Als in den 1950/60er Jahren die Betriebswohnungen im Jammer nicht mehr benötigt wurden, diente er eine Zeitlang als Material- und Lagerraum für die Zimmerleute von Schlikker & Söhne. Später wurde dann für den Betriebsarzt ein Zimmer eingerichtet, in dem er seine Sprechstunden für die Werktätigen des Unternehmens abhielt. Nachdem die Zimmerleute den Jammer verlassen hatten, wurden ihre Räume für den Werksverkauf von Stoffen und Textilien genutzt.
Der Jammer macht Schule
Ende der 1960er Jahre fand an einigen Wochentagen im Jammer der „theoretische“ Unterricht für die jungen Schüttorfer statt, die bei Schlikker & Söhne zu Webern oder Spinnern ausgebildet wurden. Sie wurden von Meistern oder Facharbeitern, die einen Ausbildungsausweis erworben hatten, in allen Belangen rings um die Verarbeitung von Baum- oder Zellwolle unterrichtet.

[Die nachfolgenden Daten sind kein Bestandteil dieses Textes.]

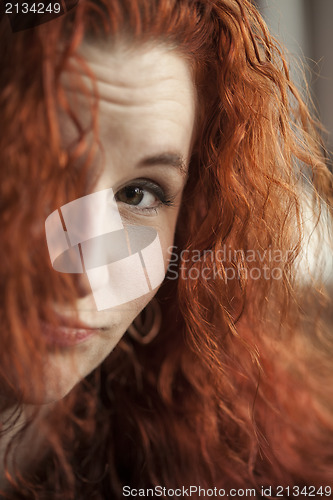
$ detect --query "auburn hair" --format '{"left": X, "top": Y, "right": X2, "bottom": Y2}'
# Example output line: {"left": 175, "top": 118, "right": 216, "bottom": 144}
{"left": 0, "top": 0, "right": 332, "bottom": 498}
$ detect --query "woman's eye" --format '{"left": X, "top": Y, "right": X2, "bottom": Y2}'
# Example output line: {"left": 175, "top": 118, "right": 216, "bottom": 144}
{"left": 116, "top": 186, "right": 156, "bottom": 208}
{"left": 115, "top": 180, "right": 176, "bottom": 214}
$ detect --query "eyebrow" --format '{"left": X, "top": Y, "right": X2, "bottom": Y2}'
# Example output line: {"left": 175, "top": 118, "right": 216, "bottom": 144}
{"left": 138, "top": 152, "right": 188, "bottom": 178}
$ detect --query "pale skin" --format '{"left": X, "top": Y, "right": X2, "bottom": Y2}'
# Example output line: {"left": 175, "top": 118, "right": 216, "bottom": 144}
{"left": 0, "top": 40, "right": 197, "bottom": 491}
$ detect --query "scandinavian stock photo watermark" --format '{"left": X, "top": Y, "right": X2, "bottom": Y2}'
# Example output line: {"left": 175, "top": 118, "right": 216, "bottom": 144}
{"left": 45, "top": 188, "right": 165, "bottom": 311}
{"left": 166, "top": 246, "right": 293, "bottom": 282}
{"left": 122, "top": 484, "right": 332, "bottom": 498}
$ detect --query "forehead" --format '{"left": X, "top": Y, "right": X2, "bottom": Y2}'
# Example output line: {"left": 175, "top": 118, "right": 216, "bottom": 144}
{"left": 72, "top": 39, "right": 197, "bottom": 154}
{"left": 79, "top": 38, "right": 193, "bottom": 91}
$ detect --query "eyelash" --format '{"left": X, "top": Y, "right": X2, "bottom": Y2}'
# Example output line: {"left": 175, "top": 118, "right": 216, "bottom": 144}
{"left": 114, "top": 178, "right": 177, "bottom": 215}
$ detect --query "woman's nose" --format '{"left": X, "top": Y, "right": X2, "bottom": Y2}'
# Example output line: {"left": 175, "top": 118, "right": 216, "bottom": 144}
{"left": 73, "top": 271, "right": 94, "bottom": 299}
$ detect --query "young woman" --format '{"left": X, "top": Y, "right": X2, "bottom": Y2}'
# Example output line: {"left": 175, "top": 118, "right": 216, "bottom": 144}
{"left": 0, "top": 0, "right": 332, "bottom": 498}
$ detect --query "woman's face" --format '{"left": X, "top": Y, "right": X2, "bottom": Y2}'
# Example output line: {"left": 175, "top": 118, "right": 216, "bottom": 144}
{"left": 42, "top": 40, "right": 196, "bottom": 401}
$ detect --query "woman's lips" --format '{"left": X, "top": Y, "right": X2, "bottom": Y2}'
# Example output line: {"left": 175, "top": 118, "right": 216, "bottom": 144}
{"left": 41, "top": 320, "right": 99, "bottom": 348}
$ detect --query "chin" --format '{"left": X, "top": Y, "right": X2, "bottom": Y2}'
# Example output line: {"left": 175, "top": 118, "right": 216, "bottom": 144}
{"left": 38, "top": 346, "right": 109, "bottom": 404}
{"left": 25, "top": 294, "right": 159, "bottom": 405}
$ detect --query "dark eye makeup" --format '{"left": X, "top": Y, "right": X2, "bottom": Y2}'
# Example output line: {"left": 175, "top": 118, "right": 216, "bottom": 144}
{"left": 114, "top": 178, "right": 177, "bottom": 215}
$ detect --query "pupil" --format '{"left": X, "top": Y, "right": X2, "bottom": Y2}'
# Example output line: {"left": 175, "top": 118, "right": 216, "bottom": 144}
{"left": 124, "top": 186, "right": 143, "bottom": 205}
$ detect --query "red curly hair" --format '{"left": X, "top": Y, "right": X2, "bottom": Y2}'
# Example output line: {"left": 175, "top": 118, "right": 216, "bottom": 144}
{"left": 0, "top": 0, "right": 333, "bottom": 498}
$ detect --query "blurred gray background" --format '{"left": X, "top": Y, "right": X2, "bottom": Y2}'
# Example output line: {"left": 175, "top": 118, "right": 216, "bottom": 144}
{"left": 254, "top": 0, "right": 333, "bottom": 167}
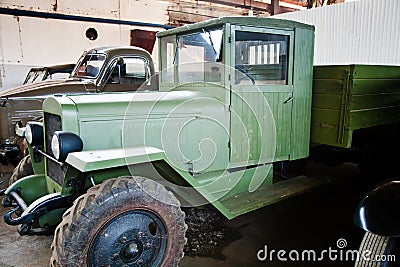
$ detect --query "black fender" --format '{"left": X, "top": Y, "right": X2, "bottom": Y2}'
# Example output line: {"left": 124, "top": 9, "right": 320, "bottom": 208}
{"left": 354, "top": 180, "right": 400, "bottom": 237}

Leider ist der Hausstein des Jammers schon recht verwittert und teilweise hinter einem Regenwasserabflussrohr verborgen. Ein Baujahr ist für mich (mehr) nicht zu erkennen.
Arbeitsplatz des Bürgermeisters
Auch der Betriebsrat von Schlikker & Söhne hatte später im Jammer seine Büroräume. Hier organisierte der freigestellt Betriebsratsvorsitzende Hermann Brinkmann die Interessenvertretung der Belegschaft. Brinkmann war gelernte Spinner und genoss hohes Vertrauen und Ansehen bei seinen Kolleginnen und Kollegen. Von 1972 bis 1988 war er dann Bürgermeister der Stadt Schüttorf. Er hatte es nicht weit von seinem Arbeitsplatz zum Rathaus.
Mit dem Aus begann der Abriss
Als im Jahr 1990 des Unternehmen Schlikker & Söhne in die Insolvenz ging, wurde zunächst die Produktion der Spinnerei eingestellt, später erfuhr auch die Weberei das selbe Schicksal. In wenigen Monaten verloren fast 1.000 Schüttorfer*innen ihren Arbeitsplatz. Zurück blieben leerstehende Fabrikationshallen. Ein Investor aus Ostfriesland kaufte das Areal und errichtete auf dem Gelände der ehemaligen Weberei und in dem Gebäude der alten Spinnerei das heutige Handels- und Dienstleistungszentrum „Vechtecenter“. Um das alte Werksgelände südlich der Fabrikstraße auch vermarkten zu können, wurden viele alte Betriebsgebäude abgerissen. Lediglich das alte Ballenlager und der mittlerweile unter Denkmalschutz gestellte Jammer blieben vom Abriss verschont.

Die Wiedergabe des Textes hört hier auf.